3,500-year-old burial of Nubian woman reveals 1 of world's earliest known cases of rheumatoid arthritis

A triptych of bone images
Detailed views of the lesions found on the skeleton's joint bones. (Image credit: M. Mant, et al)

The 3,500-year-old pockmarked skeleton of an ancient Nubian woman could be one of the earliest known cases of rheumatoid arthritis in the world, scientists say.

Archaeologists discovered the woman's skeletal remains in 2018 while conducting excavations at a cemetery located along the bank of the Nile near Aswan, in southern Egypt. Analyses revealed that she would have stood around 5 feet (1.5 meters) tall, been around 25 to 30 years old when she died and lived sometime between 1750 and 1550 B.C. The researchers published their case study in the March issue of the International Journal of Paleopathology.

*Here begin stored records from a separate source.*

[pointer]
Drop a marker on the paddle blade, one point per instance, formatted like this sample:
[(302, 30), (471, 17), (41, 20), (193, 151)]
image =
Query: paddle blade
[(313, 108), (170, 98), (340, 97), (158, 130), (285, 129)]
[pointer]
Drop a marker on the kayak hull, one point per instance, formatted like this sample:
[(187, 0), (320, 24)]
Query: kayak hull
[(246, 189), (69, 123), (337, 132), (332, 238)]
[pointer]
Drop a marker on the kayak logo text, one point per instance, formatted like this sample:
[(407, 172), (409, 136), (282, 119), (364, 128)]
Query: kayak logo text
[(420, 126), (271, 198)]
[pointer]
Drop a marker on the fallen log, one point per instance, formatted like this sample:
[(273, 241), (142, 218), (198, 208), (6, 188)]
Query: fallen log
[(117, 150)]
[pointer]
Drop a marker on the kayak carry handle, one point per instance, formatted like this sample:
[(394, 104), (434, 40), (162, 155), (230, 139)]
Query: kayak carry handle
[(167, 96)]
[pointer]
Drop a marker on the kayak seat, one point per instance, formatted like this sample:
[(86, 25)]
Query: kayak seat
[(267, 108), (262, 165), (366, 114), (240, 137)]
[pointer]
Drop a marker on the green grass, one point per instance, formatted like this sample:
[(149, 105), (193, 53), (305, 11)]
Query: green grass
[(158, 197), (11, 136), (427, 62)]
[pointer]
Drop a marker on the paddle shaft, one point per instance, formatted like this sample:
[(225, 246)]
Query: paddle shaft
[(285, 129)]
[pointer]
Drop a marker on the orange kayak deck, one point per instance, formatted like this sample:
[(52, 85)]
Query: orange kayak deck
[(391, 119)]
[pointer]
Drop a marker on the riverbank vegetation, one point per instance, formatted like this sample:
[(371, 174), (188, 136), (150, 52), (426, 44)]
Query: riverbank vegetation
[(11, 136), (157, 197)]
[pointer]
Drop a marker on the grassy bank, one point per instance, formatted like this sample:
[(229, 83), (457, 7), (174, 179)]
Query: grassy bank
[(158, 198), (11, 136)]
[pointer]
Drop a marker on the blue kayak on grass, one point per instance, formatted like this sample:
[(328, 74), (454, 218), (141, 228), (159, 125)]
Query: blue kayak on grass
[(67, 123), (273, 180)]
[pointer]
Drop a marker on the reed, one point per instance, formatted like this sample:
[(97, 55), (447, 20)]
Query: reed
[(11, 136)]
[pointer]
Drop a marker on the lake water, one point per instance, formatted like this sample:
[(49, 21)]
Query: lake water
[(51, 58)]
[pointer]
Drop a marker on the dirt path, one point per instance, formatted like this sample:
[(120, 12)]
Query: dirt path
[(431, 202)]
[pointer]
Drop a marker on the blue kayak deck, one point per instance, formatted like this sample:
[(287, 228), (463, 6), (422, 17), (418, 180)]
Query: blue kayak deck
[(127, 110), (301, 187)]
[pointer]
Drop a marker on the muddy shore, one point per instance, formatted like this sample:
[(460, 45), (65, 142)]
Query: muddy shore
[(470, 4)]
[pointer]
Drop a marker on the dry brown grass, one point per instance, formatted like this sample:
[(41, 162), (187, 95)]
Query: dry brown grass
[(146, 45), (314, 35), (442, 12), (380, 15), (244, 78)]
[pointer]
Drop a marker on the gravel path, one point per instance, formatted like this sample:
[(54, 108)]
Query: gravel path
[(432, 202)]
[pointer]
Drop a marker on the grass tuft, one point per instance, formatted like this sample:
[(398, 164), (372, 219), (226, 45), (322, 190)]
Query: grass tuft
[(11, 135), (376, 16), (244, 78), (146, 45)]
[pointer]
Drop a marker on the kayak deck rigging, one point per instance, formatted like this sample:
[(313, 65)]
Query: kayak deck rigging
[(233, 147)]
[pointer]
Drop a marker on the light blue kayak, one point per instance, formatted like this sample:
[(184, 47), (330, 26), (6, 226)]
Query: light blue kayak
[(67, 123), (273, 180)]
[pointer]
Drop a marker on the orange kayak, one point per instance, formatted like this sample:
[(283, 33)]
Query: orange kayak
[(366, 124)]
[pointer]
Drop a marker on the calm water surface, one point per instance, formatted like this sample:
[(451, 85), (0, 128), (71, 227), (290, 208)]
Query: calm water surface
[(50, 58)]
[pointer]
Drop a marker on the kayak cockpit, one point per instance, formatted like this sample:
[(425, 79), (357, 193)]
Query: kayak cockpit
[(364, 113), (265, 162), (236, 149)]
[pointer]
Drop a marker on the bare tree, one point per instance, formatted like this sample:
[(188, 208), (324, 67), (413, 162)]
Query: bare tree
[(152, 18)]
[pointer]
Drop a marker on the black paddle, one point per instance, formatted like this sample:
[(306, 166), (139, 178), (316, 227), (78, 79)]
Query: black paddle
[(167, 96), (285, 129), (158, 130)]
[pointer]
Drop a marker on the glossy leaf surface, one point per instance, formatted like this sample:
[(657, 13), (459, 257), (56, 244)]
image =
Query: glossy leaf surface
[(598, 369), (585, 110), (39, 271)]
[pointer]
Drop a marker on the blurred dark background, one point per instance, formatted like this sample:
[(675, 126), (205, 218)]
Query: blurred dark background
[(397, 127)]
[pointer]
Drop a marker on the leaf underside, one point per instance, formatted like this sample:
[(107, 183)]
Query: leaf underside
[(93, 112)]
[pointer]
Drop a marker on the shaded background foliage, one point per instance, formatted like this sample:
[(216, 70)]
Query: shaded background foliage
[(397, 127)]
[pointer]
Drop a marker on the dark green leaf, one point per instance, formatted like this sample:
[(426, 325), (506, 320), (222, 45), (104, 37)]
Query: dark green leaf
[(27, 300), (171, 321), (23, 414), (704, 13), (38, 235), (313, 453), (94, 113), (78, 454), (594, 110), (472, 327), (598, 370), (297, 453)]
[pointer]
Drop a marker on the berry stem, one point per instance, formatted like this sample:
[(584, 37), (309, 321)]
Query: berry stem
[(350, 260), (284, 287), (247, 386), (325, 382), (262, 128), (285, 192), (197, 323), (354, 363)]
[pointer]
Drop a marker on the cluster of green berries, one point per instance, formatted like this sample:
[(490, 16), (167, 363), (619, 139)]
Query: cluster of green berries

Because the skeleton was so well preserved and contained most of its bones, including its hands and feet, the researchers were able to conduct a thorough osteological analysis of the remains.

"In many archaeological cases, you don't often get the full skeleton," lead study author Madeleine Mant, an assistant professor in the Department of Anthropology at the University of Toronto in Canada, told Live Science. The woman's well-preserved remains "gave us the chance to look at this disorder that actively attacks the small bones of the hands and feet and talk about it with a little bit more security," she said.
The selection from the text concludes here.